In the days after, Ma fills the house with oranges. Navel, mandarin, sumo, distending the cupboards, watching me while I piss like plastic idols. Even when the drying racks bruise with peels, Ma keeps buying, keeps swallowing, her body too empty to want anything else. One morning, I arrive in the kitchen to see Ma bent over the counter, carefully wiping an orange with a paper towel. She sets it on a plate and pushes it towards me.
As soon as she hobbles back to her room, I unlock the door, slip outside, and run. My footfalls fracture over the pavement as I curve through the streets, every turn a tessellation of the next. I do not stop until I collapse against the curb of an intersection whose name I never learned, lungs blistering against my shrunken ribs. The city blurs, opening like a mouth, swallowing me with honking cars and stampeding voices. When I take the orange out of my pocket, it is shiny and unmarred. I throw it to my feet and stomp as hard as my bird bones will let me until it is just another splatter on the sidewalk, my vision running clear with tears.
*******
There are some things that can’t be undone. Hou Yi is gifted the elixir of immortality. Chang’e’s appetite grows larger than what she can stomach. When you take too much, the world takes back.

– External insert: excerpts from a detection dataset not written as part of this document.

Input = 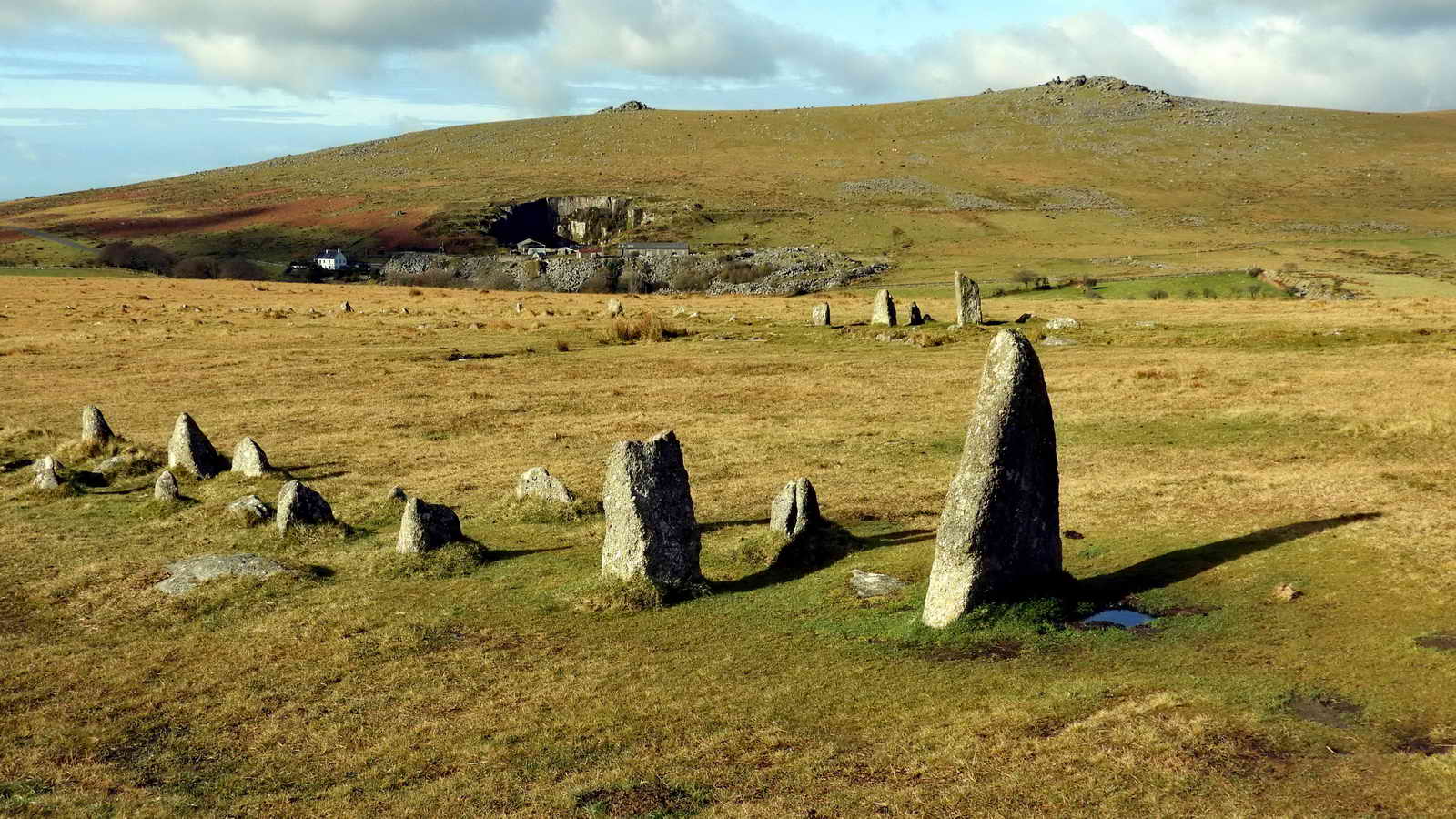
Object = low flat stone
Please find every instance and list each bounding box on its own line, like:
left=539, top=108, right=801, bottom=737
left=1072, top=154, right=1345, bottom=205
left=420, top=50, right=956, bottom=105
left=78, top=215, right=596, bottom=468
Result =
left=395, top=497, right=463, bottom=555
left=153, top=554, right=287, bottom=594
left=515, top=466, right=577, bottom=502
left=277, top=480, right=333, bottom=533
left=228, top=495, right=272, bottom=526
left=849, top=569, right=908, bottom=601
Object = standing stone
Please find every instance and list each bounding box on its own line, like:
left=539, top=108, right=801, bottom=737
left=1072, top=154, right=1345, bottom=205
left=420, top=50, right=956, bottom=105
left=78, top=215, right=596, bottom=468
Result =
left=151, top=470, right=182, bottom=502
left=167, top=412, right=221, bottom=480
left=31, top=455, right=64, bottom=490
left=602, top=430, right=702, bottom=587
left=395, top=497, right=464, bottom=555
left=920, top=329, right=1061, bottom=628
left=515, top=466, right=577, bottom=502
left=277, top=480, right=333, bottom=533
left=956, top=271, right=985, bottom=327
left=82, top=407, right=116, bottom=443
left=869, top=290, right=895, bottom=327
left=769, top=478, right=820, bottom=543
left=233, top=437, right=272, bottom=478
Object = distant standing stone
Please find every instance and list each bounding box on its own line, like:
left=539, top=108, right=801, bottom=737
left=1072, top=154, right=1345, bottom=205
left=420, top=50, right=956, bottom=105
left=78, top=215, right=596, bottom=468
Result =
left=956, top=271, right=985, bottom=327
left=228, top=495, right=272, bottom=526
left=233, top=437, right=272, bottom=478
left=277, top=480, right=333, bottom=533
left=922, top=329, right=1061, bottom=628
left=602, top=430, right=702, bottom=587
left=151, top=470, right=182, bottom=502
left=82, top=407, right=116, bottom=443
left=395, top=497, right=463, bottom=555
left=869, top=290, right=895, bottom=327
left=515, top=466, right=577, bottom=502
left=167, top=412, right=223, bottom=480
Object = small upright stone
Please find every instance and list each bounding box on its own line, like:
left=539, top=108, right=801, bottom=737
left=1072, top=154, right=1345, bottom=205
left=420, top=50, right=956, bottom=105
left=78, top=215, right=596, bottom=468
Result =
left=233, top=437, right=272, bottom=478
left=956, top=271, right=985, bottom=327
left=82, top=407, right=116, bottom=443
left=602, top=430, right=702, bottom=587
left=277, top=480, right=333, bottom=533
left=920, top=329, right=1061, bottom=628
left=31, top=455, right=64, bottom=490
left=515, top=466, right=577, bottom=502
left=395, top=497, right=464, bottom=555
left=167, top=412, right=221, bottom=480
left=869, top=290, right=895, bottom=327
left=151, top=470, right=182, bottom=502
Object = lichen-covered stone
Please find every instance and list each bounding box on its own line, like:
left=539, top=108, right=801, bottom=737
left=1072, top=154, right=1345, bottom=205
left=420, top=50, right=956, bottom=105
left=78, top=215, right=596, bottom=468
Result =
left=233, top=437, right=272, bottom=478
left=151, top=470, right=182, bottom=502
left=275, top=480, right=333, bottom=533
left=82, top=407, right=116, bottom=443
left=515, top=466, right=577, bottom=502
left=869, top=290, right=895, bottom=327
left=956, top=271, right=985, bottom=327
left=228, top=495, right=272, bottom=526
left=395, top=497, right=463, bottom=554
left=167, top=412, right=223, bottom=480
left=602, top=430, right=702, bottom=587
left=922, top=329, right=1061, bottom=628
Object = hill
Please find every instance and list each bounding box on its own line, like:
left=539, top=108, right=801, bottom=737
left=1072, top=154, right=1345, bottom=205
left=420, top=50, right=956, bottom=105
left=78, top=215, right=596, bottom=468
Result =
left=0, top=77, right=1456, bottom=281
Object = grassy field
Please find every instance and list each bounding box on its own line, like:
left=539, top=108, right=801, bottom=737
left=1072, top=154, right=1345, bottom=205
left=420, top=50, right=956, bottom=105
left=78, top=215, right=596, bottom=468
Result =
left=0, top=277, right=1456, bottom=817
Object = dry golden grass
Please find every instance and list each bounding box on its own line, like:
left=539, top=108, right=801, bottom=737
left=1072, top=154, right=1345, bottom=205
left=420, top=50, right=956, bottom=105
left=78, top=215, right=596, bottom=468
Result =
left=0, top=277, right=1456, bottom=817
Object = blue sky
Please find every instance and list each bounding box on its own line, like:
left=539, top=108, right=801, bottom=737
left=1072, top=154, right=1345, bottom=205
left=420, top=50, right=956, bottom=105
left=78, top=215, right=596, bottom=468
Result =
left=0, top=0, right=1456, bottom=199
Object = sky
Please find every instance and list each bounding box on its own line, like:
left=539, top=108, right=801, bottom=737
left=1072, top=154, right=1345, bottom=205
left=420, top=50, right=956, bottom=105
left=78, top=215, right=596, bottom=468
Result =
left=0, top=0, right=1456, bottom=199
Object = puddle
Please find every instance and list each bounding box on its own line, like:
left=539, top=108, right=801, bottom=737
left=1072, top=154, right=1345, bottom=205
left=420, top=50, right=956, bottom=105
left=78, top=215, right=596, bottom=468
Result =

When blood didn’t bloom between Ma’s thighs for the third month in a row, she rushed to the graves of her ancestors, arms cradling all the paper money she could buy. She fell to her knees and stayed there for three days, praying to any ghost who would listen for a son until her tongue lumped to the base of her throat, calcified as a dark stone. Above her head, the sky writhed red, twinned with the cracks on her knuckles.
On the last day, a cold breeze brushed against her belly. Ma looked up, expecting a man, only to see the mirage of a woman, face veiled by smoke. She closed her eyes, licked her lips. Took her shivering body home.
*******
Auntie Gu’s house was never empty. Even at night, the loudmouthed laughter and clatter of dishes seeped into our guest bedroom. Ma didn’t complain. She tucked herself into the blanket beside me and unplugged the room into darkness. Through the slits in shutters, the city lights ebbed and flowed over the eggshell-bare ceiling, staining like bruises.

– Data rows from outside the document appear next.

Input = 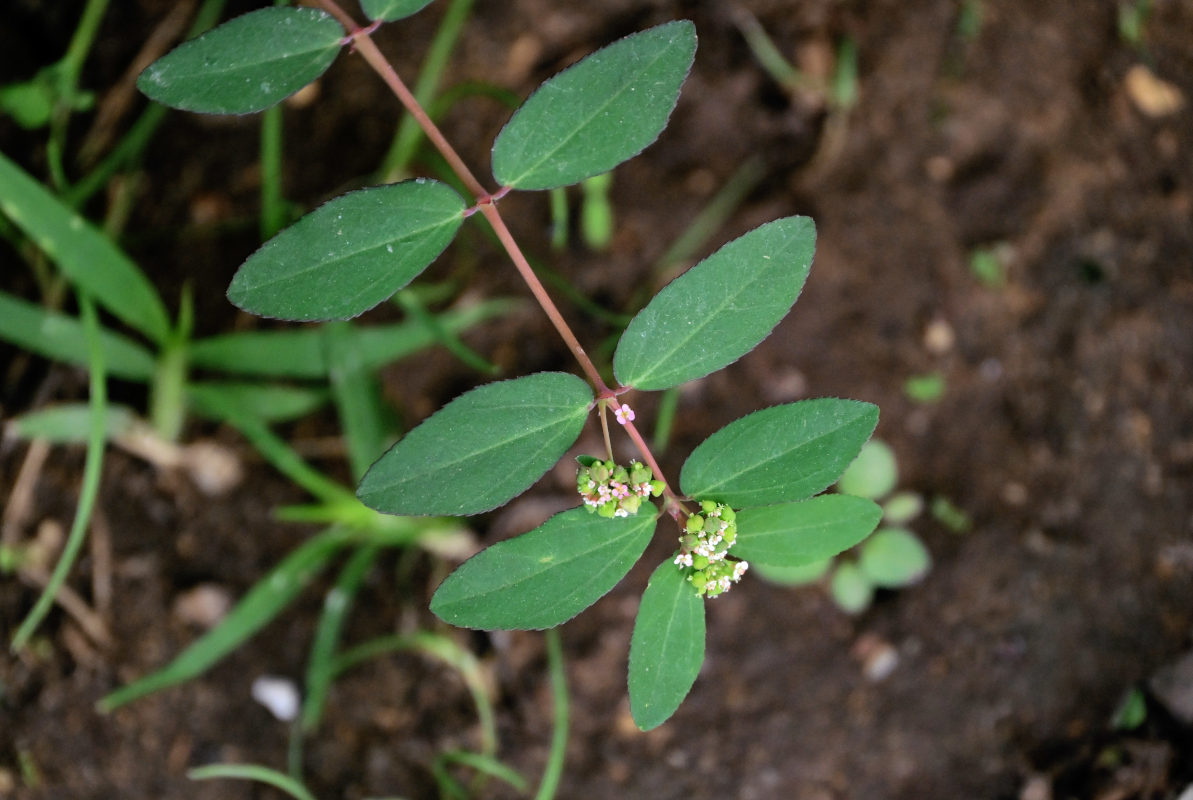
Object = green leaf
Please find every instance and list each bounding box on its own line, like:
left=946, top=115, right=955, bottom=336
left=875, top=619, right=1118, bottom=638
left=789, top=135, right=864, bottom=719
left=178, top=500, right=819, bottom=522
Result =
left=357, top=372, right=592, bottom=516
left=836, top=439, right=898, bottom=500
left=0, top=292, right=154, bottom=380
left=749, top=558, right=833, bottom=587
left=190, top=300, right=513, bottom=379
left=431, top=508, right=655, bottom=631
left=493, top=20, right=696, bottom=190
left=859, top=528, right=932, bottom=589
left=137, top=8, right=344, bottom=114
left=0, top=154, right=169, bottom=343
left=734, top=495, right=883, bottom=566
left=828, top=562, right=874, bottom=614
left=613, top=217, right=816, bottom=390
left=360, top=0, right=431, bottom=23
left=228, top=179, right=464, bottom=321
left=630, top=559, right=704, bottom=731
left=679, top=397, right=878, bottom=508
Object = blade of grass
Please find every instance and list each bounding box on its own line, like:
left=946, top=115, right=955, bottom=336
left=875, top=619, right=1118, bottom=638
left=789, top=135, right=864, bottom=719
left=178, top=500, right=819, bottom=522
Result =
left=534, top=628, right=569, bottom=800
left=260, top=103, right=286, bottom=242
left=651, top=156, right=766, bottom=277
left=335, top=631, right=497, bottom=755
left=0, top=154, right=171, bottom=343
left=394, top=289, right=501, bottom=374
left=99, top=528, right=353, bottom=713
left=377, top=0, right=474, bottom=184
left=12, top=292, right=107, bottom=652
left=322, top=322, right=397, bottom=482
left=186, top=764, right=315, bottom=800
left=297, top=545, right=381, bottom=734
left=0, top=292, right=154, bottom=382
left=431, top=750, right=526, bottom=800
left=62, top=0, right=225, bottom=209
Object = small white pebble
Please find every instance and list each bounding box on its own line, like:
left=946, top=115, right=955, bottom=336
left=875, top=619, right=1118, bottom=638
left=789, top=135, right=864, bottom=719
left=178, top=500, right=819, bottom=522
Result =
left=253, top=675, right=298, bottom=723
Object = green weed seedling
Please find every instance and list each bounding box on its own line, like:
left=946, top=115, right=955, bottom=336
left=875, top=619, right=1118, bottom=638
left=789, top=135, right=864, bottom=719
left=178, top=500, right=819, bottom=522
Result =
left=125, top=0, right=882, bottom=753
left=759, top=439, right=932, bottom=614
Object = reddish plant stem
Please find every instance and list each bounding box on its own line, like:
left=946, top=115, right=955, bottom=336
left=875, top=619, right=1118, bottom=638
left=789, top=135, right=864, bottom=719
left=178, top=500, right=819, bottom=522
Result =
left=319, top=0, right=684, bottom=512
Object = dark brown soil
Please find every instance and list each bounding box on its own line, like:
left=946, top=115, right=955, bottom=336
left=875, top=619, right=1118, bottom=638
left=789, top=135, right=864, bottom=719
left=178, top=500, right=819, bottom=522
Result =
left=0, top=0, right=1193, bottom=800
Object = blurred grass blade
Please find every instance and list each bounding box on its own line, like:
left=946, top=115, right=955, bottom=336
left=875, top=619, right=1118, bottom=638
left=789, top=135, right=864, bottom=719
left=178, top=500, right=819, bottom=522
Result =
left=186, top=380, right=328, bottom=422
left=0, top=292, right=154, bottom=382
left=323, top=322, right=397, bottom=482
left=99, top=528, right=352, bottom=713
left=5, top=403, right=138, bottom=445
left=335, top=631, right=497, bottom=754
left=394, top=289, right=501, bottom=374
left=192, top=392, right=359, bottom=506
left=299, top=545, right=381, bottom=733
left=191, top=299, right=517, bottom=380
left=0, top=154, right=169, bottom=343
left=137, top=8, right=344, bottom=114
left=431, top=750, right=528, bottom=799
left=12, top=292, right=107, bottom=652
left=186, top=764, right=315, bottom=800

In the early morning, long after the sons and guests had left, Auntie Gu’s slippered feet retired to the room next to ours. The door shut with a click. A ringtone played, muffled through the walls. When the line connected, Auntie Gu prattled about her daily finds from the market, her son’s newest girlfriend, the summer heat. Then her voice dipped, softer than I’d ever heard it before. I heard Ma’s name slip through the walls, then mine. She was recounting my strange skin, my sunken voice. My limbs, bridled with bubble wrap.
Then, a beat.
“She’s crazy, keeping her on a leash like that.”
Her scoff shuddered through the floor we shared.
I rolled over, sliding the blanket to my chin. Against the ceiling, the echoes of the streetlights stretched grey, then orange, then blue. Beside me, Ma was still as a painting. Slowly, every movement quiet, I burrowed under the covers, folding myself against her stomach and the wound we both shared. Her breaths lapped against my cheek like waves until I closed my eyes, and we were just two bodies in the dark.